Two-wheeled trial on the trail
It's a similar story from the mountain bikers who head to the Maah Daah Hey, either to race, or just for the experience. Some bike shops in the region offer a drop-off service, so bikers can experience a segment of the trail, then bike back to their car.
"It is challenging, and it's beautiful. It is stunningly gorgeous in a very different way than something in Minnesota would be, where there are lots of trees and forests," said Valerie Dosland, a St. Paul-based education lobbyist and avid mountain biker. "You can see forever and the wildlife and fauna is very different."
Dosland and her husband rode a roughly 20-mile segment over Memorial Day weekend 2020, and urged visitors to be aware of western North Dakota's unforgiving summer climate.
"I would not do it in July or August, when it's really hot," she said. "We did it in better weather."
There are numerous bike races of anywhere from a dozen to 100 miles held on the trail each year. JC Larson of Fargo, who is a bike expert at Paramount Sports, has happily participated in a half dozen of them, winter (on a fat tire bike) and summer. He admits there are times on the trail when both his body and his mind have been tortured.
"The trail is very exposed. A lot of it is pasture land, but when you get into the buttes, there are short, punchy climbs, and there's nowhere to run," Larson said. "It will definitely bring you to those places where you're thinking, 'Why did I sign up to do this? I am having a horrible time and I feel like I could die if I crash.' Then when you get done with it, you're like, 'Holy (crap), that was amazing!' You can prepare as much as you want, but once you get out there, you're going to learn something new every time."

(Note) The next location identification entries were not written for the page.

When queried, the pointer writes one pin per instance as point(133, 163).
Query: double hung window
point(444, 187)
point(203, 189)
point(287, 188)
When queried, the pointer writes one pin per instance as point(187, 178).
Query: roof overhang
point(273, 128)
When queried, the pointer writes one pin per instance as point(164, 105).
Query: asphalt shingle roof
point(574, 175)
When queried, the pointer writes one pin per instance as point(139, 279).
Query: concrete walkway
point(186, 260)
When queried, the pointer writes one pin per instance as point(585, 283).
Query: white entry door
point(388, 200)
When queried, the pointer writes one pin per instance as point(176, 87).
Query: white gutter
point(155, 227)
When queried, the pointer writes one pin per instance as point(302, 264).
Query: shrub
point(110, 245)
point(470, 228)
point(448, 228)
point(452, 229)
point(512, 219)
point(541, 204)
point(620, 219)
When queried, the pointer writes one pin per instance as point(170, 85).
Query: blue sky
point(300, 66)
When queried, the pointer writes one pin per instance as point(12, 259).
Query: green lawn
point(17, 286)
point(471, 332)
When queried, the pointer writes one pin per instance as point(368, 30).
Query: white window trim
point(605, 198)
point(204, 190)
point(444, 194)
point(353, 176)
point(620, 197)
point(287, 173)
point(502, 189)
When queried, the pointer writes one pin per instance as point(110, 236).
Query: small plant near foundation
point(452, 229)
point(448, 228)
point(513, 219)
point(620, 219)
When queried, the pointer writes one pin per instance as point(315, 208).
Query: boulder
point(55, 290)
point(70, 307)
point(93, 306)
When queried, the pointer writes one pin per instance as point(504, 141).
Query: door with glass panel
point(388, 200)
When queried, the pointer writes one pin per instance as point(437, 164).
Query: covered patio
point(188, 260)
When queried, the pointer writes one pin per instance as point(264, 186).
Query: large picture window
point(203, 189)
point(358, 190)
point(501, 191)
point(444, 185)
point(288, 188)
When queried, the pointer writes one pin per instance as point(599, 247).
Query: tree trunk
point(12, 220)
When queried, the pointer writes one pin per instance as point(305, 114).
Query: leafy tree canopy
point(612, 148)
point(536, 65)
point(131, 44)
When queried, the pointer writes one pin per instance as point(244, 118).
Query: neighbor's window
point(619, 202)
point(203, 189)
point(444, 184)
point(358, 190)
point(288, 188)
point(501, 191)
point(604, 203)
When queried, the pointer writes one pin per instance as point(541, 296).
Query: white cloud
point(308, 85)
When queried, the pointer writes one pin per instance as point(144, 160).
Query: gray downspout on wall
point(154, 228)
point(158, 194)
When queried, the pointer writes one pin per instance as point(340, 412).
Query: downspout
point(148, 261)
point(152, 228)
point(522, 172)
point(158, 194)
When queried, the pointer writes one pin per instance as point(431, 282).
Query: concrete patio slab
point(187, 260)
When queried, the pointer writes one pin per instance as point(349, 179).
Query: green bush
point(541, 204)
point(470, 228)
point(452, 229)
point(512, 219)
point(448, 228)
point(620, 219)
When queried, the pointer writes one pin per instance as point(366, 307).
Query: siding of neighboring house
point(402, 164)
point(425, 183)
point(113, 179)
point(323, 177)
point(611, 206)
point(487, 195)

Secret leaking out, slowly
The name “Maah Daah Hey” in the language of the Mandan people, means “an area that has been or will be around for a long time.” In the voices of those intent on preserving and promoting the region and the trail, one finds that name to be perfectly fitting.
Norgard grew up on a farm outside Arnegard, N.D., and could see the Badlands off in the distance from her family’s home. Even living on the state’s eastern edge now, she said the Maah Daah Hey is in her blood and has stayed involved with efforts to promote and maintain the trail.
“I think this is a resource in North Dakota that not enough people know about it. It’s free, it’s outdoors, during COVID it was great for families to go out and hike,” said Norgard, who will be running the trail’s half marathon at the end of July. “It’s been written up in outdoor magazines as one of the top mountain biking trails in the country, it’s been in Men’s Health and in the New York Times. There are all these national accolades for the trail and yet so many people in our own state don’t know about it and haven’t been out to visit it, and I think that’s just too bad. It’s a great vacation destination that’s not too expensive for people.”
The story is similar for Ybarra, who met his wife Lindsey while mountain biking with friends, and after college in Minneapolis, felt the pull to return to western North Dakota and spread the word about this hidden gem. In the summer of 2009, he rode the entire length of the trail with his parents and wife following in a support truck.